The Sun Valley businessman admitted picking up missile components and planning to ship the parts to Dubai, where another conspirator was to ferry the package to Iran, court records filed by prosecutors show. Investigators arrested Telimi in 2009 before he sent the equipment.
Federal prosecutors in Chicago, who handled the case, considered Telimi a minor figure in the plot but nevertheless said he “sought to arm a state sponsor of terrorism.”
He received a sentence of probation.
Telimi’s $1,000 donation to Lacey in December was a rare expression of interest in politics. Voting records show that he has not cast a ballot in L.A. County since at least 2000.
Reached by phone at the auto repair shop where he works, Telimi said his criminal conviction had nothing to do with his contribution.
“It was a long time ago,” he said. He said he learned about Lacey from his landlord, Glendale car dealer Onnik Mehrabian, and felt the district attorney shared his anti-drug views. “I don’t know the person personally,” he said of Lacey.
Her campaign said it returned Telimi’s donations.
Onnik Mehrabian
Mehrabian was among Lacey’s biggest supporters last year. On Dec. 31, the 66-year-old Iranian immigrant, his son and daughter-in-law, two employees, his wife’s preschool, two of his car businesses, an employee’s company, and his tenant, Telimi, all made separate donations to Lacey totaling $8,500.
Weeks after the donations went to Lacey’s campaign, Mehrabian and the district attorney had lunch in Glendale. In an interview, Mehrabian said that the meal was “an appreciation lunch” for a $5,000 donation he made in 2017 to a Christian charity supported by Lacey, and that an official from the charity joined him and Lacey at lunch.
Her campaign said the lunch was set up by her fundraising staff who arrange meals “to update [donors] on the reelection campaign.”
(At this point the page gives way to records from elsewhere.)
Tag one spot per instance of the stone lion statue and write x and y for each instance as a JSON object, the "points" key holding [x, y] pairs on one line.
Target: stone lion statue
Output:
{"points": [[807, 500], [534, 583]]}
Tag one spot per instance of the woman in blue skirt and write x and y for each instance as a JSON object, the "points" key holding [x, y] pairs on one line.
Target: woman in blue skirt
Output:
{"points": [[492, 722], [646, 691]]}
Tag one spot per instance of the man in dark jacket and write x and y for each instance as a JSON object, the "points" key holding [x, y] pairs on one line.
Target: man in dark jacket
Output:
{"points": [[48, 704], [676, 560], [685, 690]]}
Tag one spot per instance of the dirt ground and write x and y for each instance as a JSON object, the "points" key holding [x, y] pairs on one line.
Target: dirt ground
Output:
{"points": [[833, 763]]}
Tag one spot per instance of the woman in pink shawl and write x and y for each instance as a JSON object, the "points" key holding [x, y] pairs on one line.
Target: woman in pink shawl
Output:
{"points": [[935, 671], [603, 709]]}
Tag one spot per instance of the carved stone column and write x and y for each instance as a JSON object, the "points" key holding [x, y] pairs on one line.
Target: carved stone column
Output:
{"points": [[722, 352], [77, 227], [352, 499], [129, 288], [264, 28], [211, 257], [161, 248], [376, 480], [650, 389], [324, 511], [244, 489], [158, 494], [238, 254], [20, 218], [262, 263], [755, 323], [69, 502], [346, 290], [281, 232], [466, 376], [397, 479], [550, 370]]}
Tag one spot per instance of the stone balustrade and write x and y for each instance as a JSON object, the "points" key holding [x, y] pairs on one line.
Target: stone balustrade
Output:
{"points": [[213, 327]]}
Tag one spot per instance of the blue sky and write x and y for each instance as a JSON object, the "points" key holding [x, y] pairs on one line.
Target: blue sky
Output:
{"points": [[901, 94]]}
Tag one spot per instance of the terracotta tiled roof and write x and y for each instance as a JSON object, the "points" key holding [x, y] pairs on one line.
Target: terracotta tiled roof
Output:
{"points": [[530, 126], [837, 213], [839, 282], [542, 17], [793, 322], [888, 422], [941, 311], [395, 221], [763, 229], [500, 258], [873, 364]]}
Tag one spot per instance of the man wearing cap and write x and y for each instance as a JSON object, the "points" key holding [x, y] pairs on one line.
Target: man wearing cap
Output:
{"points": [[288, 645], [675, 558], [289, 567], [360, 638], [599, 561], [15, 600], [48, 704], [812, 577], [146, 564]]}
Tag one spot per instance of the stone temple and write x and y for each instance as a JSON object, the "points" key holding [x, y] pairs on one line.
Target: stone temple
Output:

Mehrabian’s companies have been sued repeatedly for allegedly concealing the accident histories of cars sold to customers. In one case, a customer purchased a sedan with just over 14,000 miles on the odometer, only to learn later from a Carfax report that the Volkswagen had more than 116,000 miles, according to court records. That and most of the other cases filed by disgruntled customers were settled before trial. He has never faced criminal charges related to his car sales, and Mehrabian said in an interview that he had never been questioned by law enforcement about complaints by unhappy customers.
He said inattentive employees might be to blame for lawsuits, writing in an email, “I was a car dealer for over 40 years, having sold over 100,000 cars. I may have had a couple small incidents.”
Mehrabian, a onetime candidate for the Glendale City Council, was previously fined $22,500 by the Los Angeles City Ethics Commission. The group found that he had failed to disclose the purchase of two large signs along the 5 Freeway supporting the 2013 election campaign of Carmen Trutanich as city attorney.
Mehrabian accepted responsibility for the campaign signs, writing that it was the result of “a lack of knowledge on my part, as I did not know the regulations.”
The Lacey campaign said it returned donations from Mehrabian, his family members, businesses, as well as to two employees and an employee’s company.